Design Randomised controlled trial.
Setting Private practice of a didgeridoo instructor and a single centre for sleep medicine.
Participants 25 patients aged > 18 years with an apnoea-hypopnoea index between 15 and 30 and who complained about snoring.
Interventions Didgeridoo lessons and daily practice at home with standardised instruments for four months. Participants in the control group remained on the waiting list for lessons.
Main outcome measure Daytime sleepiness (Epworth scale from 0 (no daytime sleepiness) to 24), sleep quality (Pittsburgh quality of sleep index from 0 (excellent sleep quality) to 21), partner rating of sleep disturbance (visual analogue scale from 0 (not disturbed) to 10), apnoea-hypopnoea index, and health related quality of life (SF-36).
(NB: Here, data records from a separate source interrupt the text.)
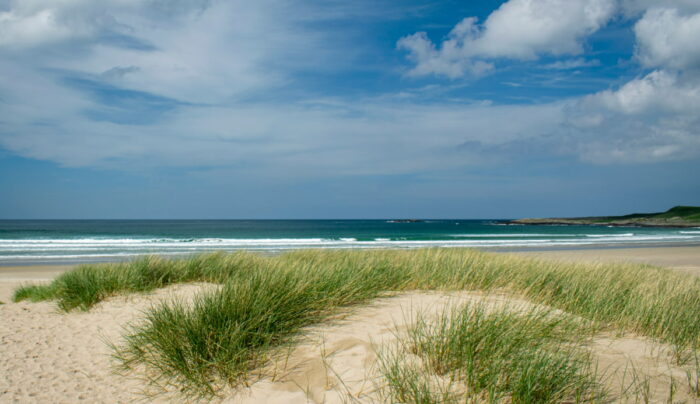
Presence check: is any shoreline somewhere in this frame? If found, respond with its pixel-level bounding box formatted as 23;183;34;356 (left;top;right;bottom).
0;243;700;282
0;246;700;404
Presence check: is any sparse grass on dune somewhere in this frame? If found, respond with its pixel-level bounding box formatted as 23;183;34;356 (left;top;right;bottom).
15;249;700;394
380;303;606;404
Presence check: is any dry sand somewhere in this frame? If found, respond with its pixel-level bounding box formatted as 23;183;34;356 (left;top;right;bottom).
0;247;700;403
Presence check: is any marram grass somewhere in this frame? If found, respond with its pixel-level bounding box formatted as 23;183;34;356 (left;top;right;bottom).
379;303;606;404
15;249;700;394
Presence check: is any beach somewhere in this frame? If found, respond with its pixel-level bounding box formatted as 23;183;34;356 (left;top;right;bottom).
0;246;700;403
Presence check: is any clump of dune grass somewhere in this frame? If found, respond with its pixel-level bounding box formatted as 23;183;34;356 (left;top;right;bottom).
13;252;260;311
380;303;605;403
15;249;700;393
110;254;402;395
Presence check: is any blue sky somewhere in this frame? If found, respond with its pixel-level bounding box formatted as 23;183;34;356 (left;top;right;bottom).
0;0;700;219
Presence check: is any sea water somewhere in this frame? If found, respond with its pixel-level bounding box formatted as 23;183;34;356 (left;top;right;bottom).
0;219;700;265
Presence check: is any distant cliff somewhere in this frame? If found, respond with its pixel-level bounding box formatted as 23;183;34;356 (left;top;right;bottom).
507;206;700;227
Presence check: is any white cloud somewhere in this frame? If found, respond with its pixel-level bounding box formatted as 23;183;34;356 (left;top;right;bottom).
568;2;700;163
620;0;700;18
397;0;616;78
634;8;700;70
0;0;700;176
567;71;700;164
542;58;600;70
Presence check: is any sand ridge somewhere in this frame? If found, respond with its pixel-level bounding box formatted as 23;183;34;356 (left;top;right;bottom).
0;284;692;404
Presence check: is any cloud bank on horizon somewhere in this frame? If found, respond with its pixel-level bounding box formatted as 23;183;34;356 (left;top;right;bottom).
0;0;700;218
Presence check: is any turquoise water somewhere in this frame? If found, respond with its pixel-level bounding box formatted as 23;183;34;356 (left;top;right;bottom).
0;220;700;265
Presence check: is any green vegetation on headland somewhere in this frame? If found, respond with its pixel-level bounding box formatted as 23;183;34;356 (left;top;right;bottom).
14;249;700;403
508;206;700;227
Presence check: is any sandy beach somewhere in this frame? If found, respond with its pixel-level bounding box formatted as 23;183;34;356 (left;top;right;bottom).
0;247;700;403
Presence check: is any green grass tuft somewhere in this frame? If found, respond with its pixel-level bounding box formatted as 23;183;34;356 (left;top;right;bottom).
380;304;605;403
15;249;700;395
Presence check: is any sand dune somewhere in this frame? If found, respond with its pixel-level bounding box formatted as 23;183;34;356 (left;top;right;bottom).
0;248;698;404
0;283;696;404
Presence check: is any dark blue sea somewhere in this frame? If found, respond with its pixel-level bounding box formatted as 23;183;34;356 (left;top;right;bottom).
0;220;700;265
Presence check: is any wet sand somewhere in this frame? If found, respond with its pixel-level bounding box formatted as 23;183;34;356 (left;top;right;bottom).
0;247;700;403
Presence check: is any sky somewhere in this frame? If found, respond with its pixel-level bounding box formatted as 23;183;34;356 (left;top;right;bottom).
0;0;700;219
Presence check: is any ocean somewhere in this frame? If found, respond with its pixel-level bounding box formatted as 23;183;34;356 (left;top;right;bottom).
0;219;700;266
Results Participants in the didgeridoo group practised an average of 5.9 days a week (SD 0.86) for 25.3 minutes (SD 3.4). Compared with the control group in the didgeridoo group daytime sleepiness (difference -3.0, 95% confidence interval -5.7 to -0.3, P = 0.03) and apnoea-hypopnoea index (difference -6.2, -12.3 to -0.1, P = 0.05) improved significantly and partners reported less sleep disturbance (difference -2.8, -4.7 to -0.9, P < 0.01). There was no effect on the quality of sleep (difference -0.7, -2.1 to 0.6, P = 0.27). The combined analysis of sleep related outcomes showed a moderate to large effect of didgeridoo playing (difference between summary z scores -0.78 SD units, -1.27 to -0.28, P < 0.01). Changes in health related quality of life did not differ between groups.
Conclusion Regular didgeridoo playing is an effective treatment alternative well accepted by patients with moderate obstructive sleep apnoea syndrome.
Trial registration ISRCTN: 31571714.